Deftness and dexterity, something so easy, lambent, and yet ever so contemplative in the face of what lay in store for the likes of Czernowicz, who was, so many, many decades later, still speaking to God. I kept thinking of his playing this piece as the piano cut holes into the very piece of cardboard in front of us — how could he not have known that in a few years he’d drink of the black milk of dawn? The more I listened, the more it seemed to become more about him than about Siloti, more about Jews like Max who outlived the Holocaust but would never live out its sentence, more about the fugue of death than about Bach’s prelude and fugue. I knew that this would never be undone, that from this too there was no turning back, no coming back, just as I knew that without Max and this old house, without winter on the Hudson, without Clara and our three days together, the prelude would remain the glistening empty shell it had always been for me until now. It needed the Shoah for it to come alive, it needed Clara’s voice in my intercom, Clara’s laughter as she waved obscene gestures in her car, it needed our being here like this in Edy’s warm corner by the lurching bull, and her admonitions forbidding so many things; it even needed my inability to focus on the music, as though not focusing on the music while thinking of reaching out to her would end up being part of how the music needed to be heeded, registered, remembered. If art were nothing more than a way of figuring out the design of random things, then the love of art must come from nothing less random. Art may be nothing more than the invention of cadence, a reasoning with chaos. It will use anything, just anything, to loop itself around us, and around us again, and around us once more till it finds its way in.

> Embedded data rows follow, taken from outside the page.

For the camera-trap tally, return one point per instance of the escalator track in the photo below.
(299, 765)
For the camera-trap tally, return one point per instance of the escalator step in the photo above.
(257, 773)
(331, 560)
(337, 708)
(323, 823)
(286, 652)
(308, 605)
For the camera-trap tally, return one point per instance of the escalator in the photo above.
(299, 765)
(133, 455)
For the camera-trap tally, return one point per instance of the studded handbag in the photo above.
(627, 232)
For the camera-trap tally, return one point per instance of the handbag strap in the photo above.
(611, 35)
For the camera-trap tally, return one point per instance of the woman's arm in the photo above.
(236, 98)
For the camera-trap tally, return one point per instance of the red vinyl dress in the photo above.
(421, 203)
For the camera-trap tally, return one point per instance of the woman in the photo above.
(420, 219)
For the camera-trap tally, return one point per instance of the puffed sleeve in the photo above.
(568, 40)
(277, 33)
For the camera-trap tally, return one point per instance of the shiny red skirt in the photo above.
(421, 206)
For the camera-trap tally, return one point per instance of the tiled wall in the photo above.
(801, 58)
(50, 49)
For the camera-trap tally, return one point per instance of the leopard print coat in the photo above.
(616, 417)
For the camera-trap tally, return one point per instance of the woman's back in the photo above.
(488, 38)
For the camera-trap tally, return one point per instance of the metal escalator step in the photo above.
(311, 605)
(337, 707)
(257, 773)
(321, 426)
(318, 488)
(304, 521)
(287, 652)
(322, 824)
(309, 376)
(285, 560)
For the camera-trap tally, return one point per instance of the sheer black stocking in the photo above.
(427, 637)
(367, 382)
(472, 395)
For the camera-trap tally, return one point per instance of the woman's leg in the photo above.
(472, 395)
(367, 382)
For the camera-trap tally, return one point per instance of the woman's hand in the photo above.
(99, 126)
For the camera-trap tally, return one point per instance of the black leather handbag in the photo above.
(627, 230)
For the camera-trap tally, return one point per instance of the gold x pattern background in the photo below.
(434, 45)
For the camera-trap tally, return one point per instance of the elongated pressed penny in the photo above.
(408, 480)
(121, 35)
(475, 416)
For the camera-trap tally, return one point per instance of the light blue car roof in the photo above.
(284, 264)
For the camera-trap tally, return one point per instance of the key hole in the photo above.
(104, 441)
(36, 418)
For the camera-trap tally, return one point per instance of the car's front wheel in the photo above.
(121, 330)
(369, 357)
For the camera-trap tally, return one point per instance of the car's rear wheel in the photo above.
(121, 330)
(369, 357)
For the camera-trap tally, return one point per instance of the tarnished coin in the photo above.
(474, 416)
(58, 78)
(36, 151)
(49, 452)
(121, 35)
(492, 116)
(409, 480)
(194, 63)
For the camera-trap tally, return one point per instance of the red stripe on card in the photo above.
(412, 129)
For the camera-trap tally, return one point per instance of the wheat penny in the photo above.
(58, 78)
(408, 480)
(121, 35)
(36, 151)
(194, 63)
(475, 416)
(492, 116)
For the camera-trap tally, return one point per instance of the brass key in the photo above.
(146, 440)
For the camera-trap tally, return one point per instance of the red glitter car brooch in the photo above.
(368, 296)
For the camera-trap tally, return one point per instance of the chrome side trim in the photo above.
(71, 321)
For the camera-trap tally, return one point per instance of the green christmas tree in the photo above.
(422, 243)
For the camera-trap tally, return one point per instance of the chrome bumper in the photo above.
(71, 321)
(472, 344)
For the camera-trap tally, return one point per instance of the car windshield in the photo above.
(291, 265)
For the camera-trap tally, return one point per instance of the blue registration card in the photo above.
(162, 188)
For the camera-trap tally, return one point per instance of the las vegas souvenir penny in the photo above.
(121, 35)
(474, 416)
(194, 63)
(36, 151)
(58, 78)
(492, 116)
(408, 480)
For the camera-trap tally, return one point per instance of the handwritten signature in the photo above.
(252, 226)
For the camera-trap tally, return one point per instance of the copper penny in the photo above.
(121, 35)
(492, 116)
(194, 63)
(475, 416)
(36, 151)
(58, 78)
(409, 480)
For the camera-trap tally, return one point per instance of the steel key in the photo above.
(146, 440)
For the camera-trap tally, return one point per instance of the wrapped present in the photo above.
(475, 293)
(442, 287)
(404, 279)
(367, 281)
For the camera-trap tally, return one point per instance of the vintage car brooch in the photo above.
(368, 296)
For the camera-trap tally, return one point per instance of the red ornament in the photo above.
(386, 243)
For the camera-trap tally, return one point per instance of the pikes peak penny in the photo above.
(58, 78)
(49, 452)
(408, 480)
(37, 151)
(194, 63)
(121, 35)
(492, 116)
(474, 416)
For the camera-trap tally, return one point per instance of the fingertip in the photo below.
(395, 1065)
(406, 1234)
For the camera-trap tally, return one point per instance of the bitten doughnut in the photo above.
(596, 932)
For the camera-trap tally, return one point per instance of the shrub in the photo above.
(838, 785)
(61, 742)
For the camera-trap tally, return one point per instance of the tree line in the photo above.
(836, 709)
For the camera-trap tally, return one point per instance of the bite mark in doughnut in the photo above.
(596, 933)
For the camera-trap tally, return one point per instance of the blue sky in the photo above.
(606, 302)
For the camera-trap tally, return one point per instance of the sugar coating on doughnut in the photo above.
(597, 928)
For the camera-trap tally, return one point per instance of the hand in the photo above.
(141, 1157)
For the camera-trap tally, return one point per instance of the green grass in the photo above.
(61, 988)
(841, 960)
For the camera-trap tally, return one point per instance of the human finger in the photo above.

Could one ever listen to the Bach after the Siloti?

No one answered.

I asked if I could hear it once more.

He looked pleased. I was hooked, he thought.

Then, when the glorious beginning swept over us again, he excused himself to go help Margo out with lunch.

Left alone with her, I began to feel a sense of total discomfort. All of these empty chairs around us, and yet here we were, Clara and I, squeezed tight together on this narrow love seat. I wanted to find an excuse to move away, perhaps by making a show of wanting to get closer to the music. But I stayed put, did not breathe, did not budge, didn’t even show I had thought of budging. She too must have felt awkward before noticing my own discomfort. But she masked it better than I, for she didn’t even stir. Perhaps she hadn’t noticed anything, and my reading of her discomfort, as my reading of the Siloti prelude, or of what she meant by Printz Oskár each time she used the words, or of our awkward love seat arrangement right now, was nothing more than another misreading, my startled gaze to the world looking back at me. Was there any way for her to know what I was feeling, thinking? Or hadn’t it even crossed her mind? She was so distracted by the music that she hadn’t even noticed that her thigh was touching mine, from hip to knee, hip to knee, which is to say, almost 20 percent of our bodies. What if I told her that while the prelude was streaming over us, my thoughts were focused on the hip-to-knee, joined at the hip, you and I, Clara, for we’re of one kidney too, and all we need is a slight tilt in our seating, and it could just as easily be my hips against your hips, me inside you, as we listen to this music, again and again, the smell of you on my skin, everywhere on my skin, because I want to be bathed in your smell, rub it on my back, your wetness on my neck and everywhere on my body, you and I, Clara.